2) Get professional help from a therapist or counselor who specializes in abusive relationships.
3) Document everything that happens in your marriage—don’t leave anything out! Write down everything she says and does, as well as how much time she spends with your children and whether they’re getting enough attention from her. Once these documents are complete, they should be stored somewhere safe and secure (like a safety deposit box).
4) Document all of the times that your wife threatens or hits you physically or emotionally, including any threats she makes against your children (i.e., “I’ll make sure your kids never see another Christmas tree”). This documentation should also be stored somewhere secure and private (like a safety deposit box).
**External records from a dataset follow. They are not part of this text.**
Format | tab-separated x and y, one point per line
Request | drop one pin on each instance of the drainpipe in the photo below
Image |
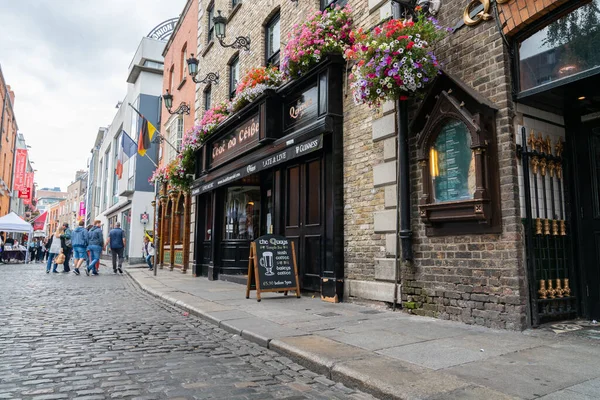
403	231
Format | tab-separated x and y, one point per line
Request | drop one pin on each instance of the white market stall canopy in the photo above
13	223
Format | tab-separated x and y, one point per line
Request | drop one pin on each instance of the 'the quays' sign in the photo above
242	138
164	30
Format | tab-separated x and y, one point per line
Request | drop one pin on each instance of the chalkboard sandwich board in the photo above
272	266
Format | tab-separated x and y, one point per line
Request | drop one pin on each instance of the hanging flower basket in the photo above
394	61
327	31
254	84
160	175
194	138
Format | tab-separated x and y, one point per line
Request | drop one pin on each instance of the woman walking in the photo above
55	247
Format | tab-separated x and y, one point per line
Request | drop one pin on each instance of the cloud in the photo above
67	62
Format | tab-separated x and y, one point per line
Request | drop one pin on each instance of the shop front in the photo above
275	167
557	86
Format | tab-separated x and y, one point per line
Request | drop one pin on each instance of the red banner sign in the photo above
38	224
26	194
20	168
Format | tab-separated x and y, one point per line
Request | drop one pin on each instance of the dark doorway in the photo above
303	219
587	167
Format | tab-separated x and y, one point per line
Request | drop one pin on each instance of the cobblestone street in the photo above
76	337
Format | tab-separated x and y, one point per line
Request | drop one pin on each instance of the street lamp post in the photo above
182	109
211	77
240	42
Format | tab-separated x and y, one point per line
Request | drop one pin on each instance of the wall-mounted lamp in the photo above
211	77
182	109
240	42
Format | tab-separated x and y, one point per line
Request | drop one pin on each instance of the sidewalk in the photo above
392	354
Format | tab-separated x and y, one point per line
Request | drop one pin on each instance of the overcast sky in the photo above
67	61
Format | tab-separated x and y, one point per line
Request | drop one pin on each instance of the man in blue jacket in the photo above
79	239
95	244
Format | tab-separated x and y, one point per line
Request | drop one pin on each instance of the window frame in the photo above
482	213
207	97
272	59
210	12
182	62
332	3
234	66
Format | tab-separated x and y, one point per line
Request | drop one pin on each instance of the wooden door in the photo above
304	219
588	167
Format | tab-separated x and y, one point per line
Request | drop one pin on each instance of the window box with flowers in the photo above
325	32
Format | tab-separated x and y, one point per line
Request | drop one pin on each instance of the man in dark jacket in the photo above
79	239
116	239
68	248
95	243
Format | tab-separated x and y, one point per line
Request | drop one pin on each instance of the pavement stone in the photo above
90	338
387	354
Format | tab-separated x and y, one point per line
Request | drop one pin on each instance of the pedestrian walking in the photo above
148	251
68	246
32	251
55	247
116	240
1	247
41	250
95	243
79	239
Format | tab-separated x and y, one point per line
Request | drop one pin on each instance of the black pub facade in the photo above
275	167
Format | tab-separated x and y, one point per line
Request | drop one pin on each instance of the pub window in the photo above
457	156
182	63
211	25
171	73
242	213
272	41
451	164
207	95
234	75
332	3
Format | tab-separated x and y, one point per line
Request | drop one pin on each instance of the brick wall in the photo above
249	20
183	89
517	14
477	279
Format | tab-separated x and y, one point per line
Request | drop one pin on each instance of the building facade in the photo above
8	139
479	210
94	185
174	208
124	197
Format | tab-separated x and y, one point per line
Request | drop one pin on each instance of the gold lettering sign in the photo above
296	111
241	139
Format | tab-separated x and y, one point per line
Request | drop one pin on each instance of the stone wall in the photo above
477	279
247	19
517	14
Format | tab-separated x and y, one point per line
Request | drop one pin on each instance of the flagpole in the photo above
160	135
149	158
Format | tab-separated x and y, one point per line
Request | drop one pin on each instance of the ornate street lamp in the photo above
182	109
240	42
211	77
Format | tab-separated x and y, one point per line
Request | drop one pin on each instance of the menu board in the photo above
272	266
452	164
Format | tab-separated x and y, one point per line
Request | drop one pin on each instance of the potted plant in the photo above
325	32
394	61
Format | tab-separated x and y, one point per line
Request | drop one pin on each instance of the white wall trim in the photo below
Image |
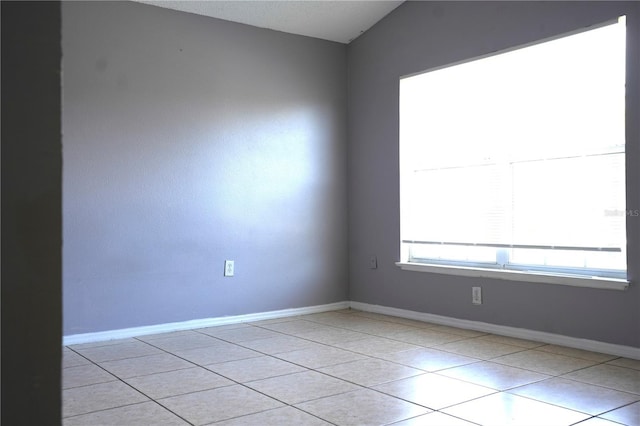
123	333
514	275
520	333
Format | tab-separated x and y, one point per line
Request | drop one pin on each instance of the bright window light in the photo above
517	160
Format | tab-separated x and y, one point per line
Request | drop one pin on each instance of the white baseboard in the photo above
101	336
520	333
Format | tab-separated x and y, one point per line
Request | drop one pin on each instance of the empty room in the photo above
321	213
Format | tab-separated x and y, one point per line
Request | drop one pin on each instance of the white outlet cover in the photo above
229	268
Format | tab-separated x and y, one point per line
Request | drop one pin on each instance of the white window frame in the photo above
501	268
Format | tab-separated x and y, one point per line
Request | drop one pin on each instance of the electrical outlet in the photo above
229	268
373	262
476	295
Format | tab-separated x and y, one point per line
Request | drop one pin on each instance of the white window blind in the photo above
518	158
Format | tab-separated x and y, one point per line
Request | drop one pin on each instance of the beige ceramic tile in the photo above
576	396
628	415
626	362
455	330
576	353
370	372
241	334
528	344
102	343
300	387
83	375
394	329
397	320
218	353
285	416
429	359
362	407
178	382
492	375
273	320
330	318
476	348
276	345
609	376
334	335
319	357
375	327
118	351
132	367
434	419
72	359
543	362
428	337
211	331
150	337
375	346
246	370
184	342
143	414
296	327
218	404
506	409
597	421
434	391
86	399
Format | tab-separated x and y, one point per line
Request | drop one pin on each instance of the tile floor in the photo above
344	368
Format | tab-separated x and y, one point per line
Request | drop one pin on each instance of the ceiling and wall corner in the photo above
340	21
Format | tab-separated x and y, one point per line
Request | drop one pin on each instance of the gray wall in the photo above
31	214
188	141
422	35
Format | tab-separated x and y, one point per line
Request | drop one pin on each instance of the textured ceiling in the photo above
340	21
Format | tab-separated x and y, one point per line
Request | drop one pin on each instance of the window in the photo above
517	161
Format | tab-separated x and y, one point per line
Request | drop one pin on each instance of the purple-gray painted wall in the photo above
422	35
190	140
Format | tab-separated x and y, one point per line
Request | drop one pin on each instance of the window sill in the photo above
592	282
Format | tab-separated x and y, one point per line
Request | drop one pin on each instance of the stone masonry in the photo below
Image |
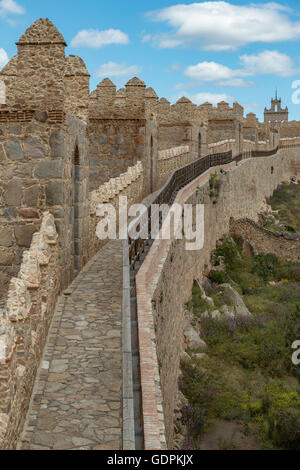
63	151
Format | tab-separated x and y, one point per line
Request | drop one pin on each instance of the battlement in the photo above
222	111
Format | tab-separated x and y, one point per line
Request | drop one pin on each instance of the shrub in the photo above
218	277
283	428
265	265
229	251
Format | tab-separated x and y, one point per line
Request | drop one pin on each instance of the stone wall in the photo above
130	184
2	92
169	160
24	325
182	124
285	246
122	131
171	269
38	172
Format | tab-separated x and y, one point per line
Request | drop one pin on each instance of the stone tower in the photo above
276	115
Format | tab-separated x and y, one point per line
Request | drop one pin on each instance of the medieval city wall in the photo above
24	325
285	246
169	160
170	269
37	173
130	185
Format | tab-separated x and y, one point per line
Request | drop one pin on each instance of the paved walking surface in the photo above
77	401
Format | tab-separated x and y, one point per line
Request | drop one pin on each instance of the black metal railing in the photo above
139	248
179	178
264	153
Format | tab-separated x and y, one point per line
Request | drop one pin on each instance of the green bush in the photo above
218	277
229	251
265	265
283	428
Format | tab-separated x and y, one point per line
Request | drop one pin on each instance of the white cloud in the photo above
3	58
266	62
211	71
97	39
221	26
269	62
214	98
237	82
10	7
112	69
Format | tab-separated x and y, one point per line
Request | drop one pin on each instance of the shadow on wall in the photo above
2	92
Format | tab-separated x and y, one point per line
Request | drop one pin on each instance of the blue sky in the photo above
209	51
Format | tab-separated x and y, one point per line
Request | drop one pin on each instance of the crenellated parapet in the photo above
41	77
129	184
30	304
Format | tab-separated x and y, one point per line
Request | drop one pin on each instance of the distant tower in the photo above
276	115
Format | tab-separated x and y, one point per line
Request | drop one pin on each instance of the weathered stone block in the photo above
57	144
41	116
6	237
23	234
13	196
102	139
14	128
6	258
29	213
33	148
31	196
55	194
48	169
14	150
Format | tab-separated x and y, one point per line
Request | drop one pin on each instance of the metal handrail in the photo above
179	178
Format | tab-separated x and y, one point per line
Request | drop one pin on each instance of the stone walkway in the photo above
77	401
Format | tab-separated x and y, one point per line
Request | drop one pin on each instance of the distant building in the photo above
276	115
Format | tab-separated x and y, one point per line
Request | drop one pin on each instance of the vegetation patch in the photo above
286	201
248	376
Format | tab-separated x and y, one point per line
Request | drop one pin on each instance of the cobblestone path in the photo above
77	398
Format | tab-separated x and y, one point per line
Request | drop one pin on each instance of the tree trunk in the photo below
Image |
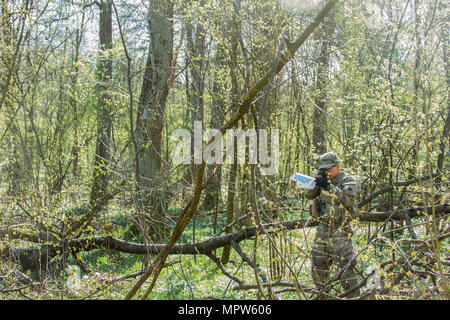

5) If possible, find someone who can testify against your wife in court if things get too bad while divorce proceedings are underway.
What should you do if your wife verbally abusive to you?
The best way to deal with verbal abuse is to be assertive, not passive or aggressive. You must be firm but kind at the same time. Always state your case in a calm and logical manner while clearly expressing what you want from her as well as what she needs to do differently next time around so that this never happens again.
The only way to make sure that she stops being so verbally abusive is to do something about it yourself. You might need some help from family members, friends, or professionals—and that’s okay! But for now, just keep an eye out for warning signs and try some strategies until things improve around here.
You are the only one who can fight through all the way to an abuse-free relationship. I have done it successfully. I did my homework and I got full custody of my kids. My children are now free from the verbal abuse of their mom, while still maintaining a healthy relationship with her mom in a safe distance. Fathers help fathers. Don’t wait.